George Soros (b. 1930, Hungarian-American business magnate, investor, philanthropist, political activist, and chairman of Soros Fund management)
“Any institution faces two basic choices if they hope to spark new ideas. One is to leverage the brains trust within their organization by creating a special event dedicated to new thinking. The other is to look outside themselves to stimulate solutions.”
Simon Mainwaring (b. 1967, award-winning branding consultant, advertising creative director, and social medial specialist and blogger)
“Caricatured as navel-gazers, Millennials are said to live for their ‘likes’ and status updates. But the young people I know often leverage social medial in selfless ways.”
Chelsea Clinton (b. 1980, only child of former President Bill Clinton and former U.S. Secretary of state and 2016 president candidate Hillary Clinton)
“I always tell women that the fact that you’re different and that you’re noticed, because there are few of us in the tech industry, is something you can leverage as an advantage.”
Padmasree Warrior (b. 1961, CEO of NextEV USA, an electrical vehicle company and was called the “Queen of the Electric Car Biz” by “Fortune” magazine)

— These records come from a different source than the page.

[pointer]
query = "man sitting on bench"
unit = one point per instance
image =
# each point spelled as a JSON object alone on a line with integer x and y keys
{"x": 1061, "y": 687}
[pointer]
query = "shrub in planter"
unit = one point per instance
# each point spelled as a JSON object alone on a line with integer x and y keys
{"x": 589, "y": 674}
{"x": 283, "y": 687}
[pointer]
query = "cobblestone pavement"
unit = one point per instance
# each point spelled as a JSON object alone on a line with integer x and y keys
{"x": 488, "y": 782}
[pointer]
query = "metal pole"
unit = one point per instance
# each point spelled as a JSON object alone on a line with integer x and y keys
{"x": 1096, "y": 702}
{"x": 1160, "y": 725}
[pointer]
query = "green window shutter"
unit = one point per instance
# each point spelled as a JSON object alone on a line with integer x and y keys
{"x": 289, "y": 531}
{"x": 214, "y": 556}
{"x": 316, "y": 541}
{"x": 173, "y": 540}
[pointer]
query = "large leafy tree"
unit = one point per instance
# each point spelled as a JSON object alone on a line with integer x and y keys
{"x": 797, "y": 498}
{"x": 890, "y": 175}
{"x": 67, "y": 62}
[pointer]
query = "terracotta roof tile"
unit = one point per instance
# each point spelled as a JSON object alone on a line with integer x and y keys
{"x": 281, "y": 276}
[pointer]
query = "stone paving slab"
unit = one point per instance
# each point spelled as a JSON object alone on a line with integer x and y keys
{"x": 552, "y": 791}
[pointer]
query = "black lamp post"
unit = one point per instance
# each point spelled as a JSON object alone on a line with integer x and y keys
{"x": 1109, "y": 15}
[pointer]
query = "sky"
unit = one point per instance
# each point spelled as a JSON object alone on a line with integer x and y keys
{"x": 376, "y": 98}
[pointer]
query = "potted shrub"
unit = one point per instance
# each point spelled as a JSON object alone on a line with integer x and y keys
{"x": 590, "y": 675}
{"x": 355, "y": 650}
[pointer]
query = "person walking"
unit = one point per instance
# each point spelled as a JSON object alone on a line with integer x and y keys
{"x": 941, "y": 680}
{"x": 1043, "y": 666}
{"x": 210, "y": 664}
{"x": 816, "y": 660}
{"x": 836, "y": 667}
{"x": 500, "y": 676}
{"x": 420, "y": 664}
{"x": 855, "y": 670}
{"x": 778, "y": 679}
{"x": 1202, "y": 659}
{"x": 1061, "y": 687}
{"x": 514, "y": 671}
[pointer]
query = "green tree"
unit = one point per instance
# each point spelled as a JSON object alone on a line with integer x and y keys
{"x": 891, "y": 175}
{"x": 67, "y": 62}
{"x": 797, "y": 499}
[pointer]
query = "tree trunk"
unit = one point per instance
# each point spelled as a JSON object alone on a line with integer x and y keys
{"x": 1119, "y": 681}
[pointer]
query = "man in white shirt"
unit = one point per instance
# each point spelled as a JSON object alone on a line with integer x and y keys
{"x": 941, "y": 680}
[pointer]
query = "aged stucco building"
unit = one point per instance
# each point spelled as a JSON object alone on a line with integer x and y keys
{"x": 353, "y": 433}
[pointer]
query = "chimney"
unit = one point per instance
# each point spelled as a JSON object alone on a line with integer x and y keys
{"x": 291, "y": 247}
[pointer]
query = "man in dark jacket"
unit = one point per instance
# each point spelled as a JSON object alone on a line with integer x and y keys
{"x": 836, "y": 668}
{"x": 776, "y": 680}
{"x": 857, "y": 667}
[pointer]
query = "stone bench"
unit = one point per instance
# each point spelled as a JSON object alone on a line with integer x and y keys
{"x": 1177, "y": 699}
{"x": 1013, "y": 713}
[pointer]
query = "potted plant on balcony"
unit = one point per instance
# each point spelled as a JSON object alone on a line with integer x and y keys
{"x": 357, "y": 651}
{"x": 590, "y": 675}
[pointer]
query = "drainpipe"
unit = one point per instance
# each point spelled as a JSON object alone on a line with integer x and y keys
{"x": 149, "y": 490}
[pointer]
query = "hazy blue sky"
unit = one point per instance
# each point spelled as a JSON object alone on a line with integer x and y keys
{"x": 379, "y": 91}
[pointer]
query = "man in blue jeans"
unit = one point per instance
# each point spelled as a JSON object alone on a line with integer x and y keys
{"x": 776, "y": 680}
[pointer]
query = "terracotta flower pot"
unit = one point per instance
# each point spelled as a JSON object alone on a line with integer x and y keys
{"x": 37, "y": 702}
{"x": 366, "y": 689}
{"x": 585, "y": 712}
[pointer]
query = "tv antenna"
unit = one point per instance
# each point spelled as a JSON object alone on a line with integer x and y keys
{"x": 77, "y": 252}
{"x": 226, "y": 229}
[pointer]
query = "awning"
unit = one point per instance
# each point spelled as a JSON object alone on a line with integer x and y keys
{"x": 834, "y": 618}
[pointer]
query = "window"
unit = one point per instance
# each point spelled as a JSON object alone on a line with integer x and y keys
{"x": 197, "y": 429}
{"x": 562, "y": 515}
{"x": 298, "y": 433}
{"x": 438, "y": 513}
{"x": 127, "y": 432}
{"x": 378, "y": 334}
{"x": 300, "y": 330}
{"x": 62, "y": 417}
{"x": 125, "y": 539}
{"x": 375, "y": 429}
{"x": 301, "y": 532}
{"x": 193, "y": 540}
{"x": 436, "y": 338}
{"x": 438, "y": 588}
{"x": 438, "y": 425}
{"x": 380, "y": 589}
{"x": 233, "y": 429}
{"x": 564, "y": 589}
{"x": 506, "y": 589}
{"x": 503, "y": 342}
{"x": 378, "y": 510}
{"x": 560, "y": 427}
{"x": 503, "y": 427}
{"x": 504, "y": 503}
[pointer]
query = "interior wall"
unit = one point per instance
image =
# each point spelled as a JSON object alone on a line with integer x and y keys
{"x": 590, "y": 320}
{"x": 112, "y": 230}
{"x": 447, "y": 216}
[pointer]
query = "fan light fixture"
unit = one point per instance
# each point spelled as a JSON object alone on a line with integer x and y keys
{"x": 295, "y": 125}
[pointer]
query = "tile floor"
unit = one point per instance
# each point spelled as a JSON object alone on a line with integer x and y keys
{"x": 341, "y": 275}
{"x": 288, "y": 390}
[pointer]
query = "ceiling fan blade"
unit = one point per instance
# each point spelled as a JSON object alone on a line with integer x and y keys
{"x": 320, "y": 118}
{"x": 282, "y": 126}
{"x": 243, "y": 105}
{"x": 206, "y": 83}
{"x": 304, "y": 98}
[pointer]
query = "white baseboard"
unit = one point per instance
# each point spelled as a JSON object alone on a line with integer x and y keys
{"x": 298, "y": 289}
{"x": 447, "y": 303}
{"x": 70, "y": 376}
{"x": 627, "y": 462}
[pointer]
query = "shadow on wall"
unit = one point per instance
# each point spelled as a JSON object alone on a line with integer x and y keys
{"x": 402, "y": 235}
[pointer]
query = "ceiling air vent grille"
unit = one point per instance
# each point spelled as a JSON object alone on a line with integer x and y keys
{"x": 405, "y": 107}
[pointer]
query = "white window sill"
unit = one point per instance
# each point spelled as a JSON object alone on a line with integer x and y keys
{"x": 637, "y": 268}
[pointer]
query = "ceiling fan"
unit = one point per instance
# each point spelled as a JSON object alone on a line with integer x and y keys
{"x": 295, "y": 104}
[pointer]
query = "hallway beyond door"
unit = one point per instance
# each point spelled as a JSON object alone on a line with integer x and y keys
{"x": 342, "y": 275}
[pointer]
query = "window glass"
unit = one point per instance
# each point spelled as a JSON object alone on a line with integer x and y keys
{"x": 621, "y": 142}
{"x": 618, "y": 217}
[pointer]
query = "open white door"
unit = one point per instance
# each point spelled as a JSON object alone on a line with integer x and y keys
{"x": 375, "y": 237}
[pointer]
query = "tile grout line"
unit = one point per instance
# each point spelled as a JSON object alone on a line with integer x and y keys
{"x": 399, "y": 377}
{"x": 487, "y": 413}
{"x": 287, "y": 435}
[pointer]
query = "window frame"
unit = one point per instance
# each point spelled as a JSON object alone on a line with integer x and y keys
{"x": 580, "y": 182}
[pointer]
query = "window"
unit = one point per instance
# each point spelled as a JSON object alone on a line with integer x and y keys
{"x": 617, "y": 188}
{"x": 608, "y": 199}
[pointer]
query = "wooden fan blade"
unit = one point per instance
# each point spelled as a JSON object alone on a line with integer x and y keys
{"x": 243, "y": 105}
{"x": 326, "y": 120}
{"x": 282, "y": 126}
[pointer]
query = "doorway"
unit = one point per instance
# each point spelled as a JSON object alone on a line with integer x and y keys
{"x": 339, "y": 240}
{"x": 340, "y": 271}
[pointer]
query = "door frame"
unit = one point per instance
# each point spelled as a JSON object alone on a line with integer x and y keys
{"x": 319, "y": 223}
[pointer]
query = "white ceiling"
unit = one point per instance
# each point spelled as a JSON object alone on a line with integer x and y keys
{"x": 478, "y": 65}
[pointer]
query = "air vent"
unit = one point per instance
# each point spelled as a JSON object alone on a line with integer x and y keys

“Any institution faces two basic choices if they hope to spark new ideas. One is to leverage the brains trust within their organization by creating a special event dedicated to new thinking. The other is to look outside themselves to stimulate solutions.” — Simon Mainwaring
When we leverage our talents, gifts, knowledge and experience, we have the power to zero in on the components of our unique life missions. We will then be able to contemplate our history, lineage, what we love, what we hate, and those subjects that peak our interests.
Once we have some ideas we can find those guides, teachers, and coaches who have the abilities to help us transcribe our dreams and give us the keys to unlock our minds and the important doors towards fulfillment.
If we can gift these opportunities to ourselves and to others we can be part of the shift that can facilitate unity and innovation. This, however, is not a quick leap of change, but a slow marathon of faith.
The roads to contentment and liberation will not be paved and delivered while we sleep. These roads must built by hand, laying each cobblestone to discern each placement. Despite our best intentions we will make mistakes, but that’s the fun of it too, the thrilled to be thrown off course and to discover how strong and resilient we were made to be.
For instance, we have all been assigned to jobs that bored us to tears. But these assignments netted us valuable experiences of empowerment, appreciation, discipline and excellence.
When I a little girl, my mother put my sisters and me in a slew of dance, piano, and violin lessons. For the most part, I felt was mediocre at playing musical instruments. I love art and singing, though, and it didn’t matter if I was good or not. What matter was the artistic process of creating and tapping into something inside and beyond myself.
As I look back, my mother and grandmothers were giving all of the children a chance try different things, in hopes that we could be honest about what we truly loved. Actually, my mother asked me if I wanted to play piano or if I was going to waste her money. I told her I was going to waste your money. She ended those classes immediately thereafter.
As I look back it’s amazing how much she exposed us in the ten years she was my mother. She gave her children the gift of music and the abilities to leverage and expand our brain creative and intellectual capacities in new ways.
Sojourners, let our journeys be about the work, but about the collective joy of exploration and discovery.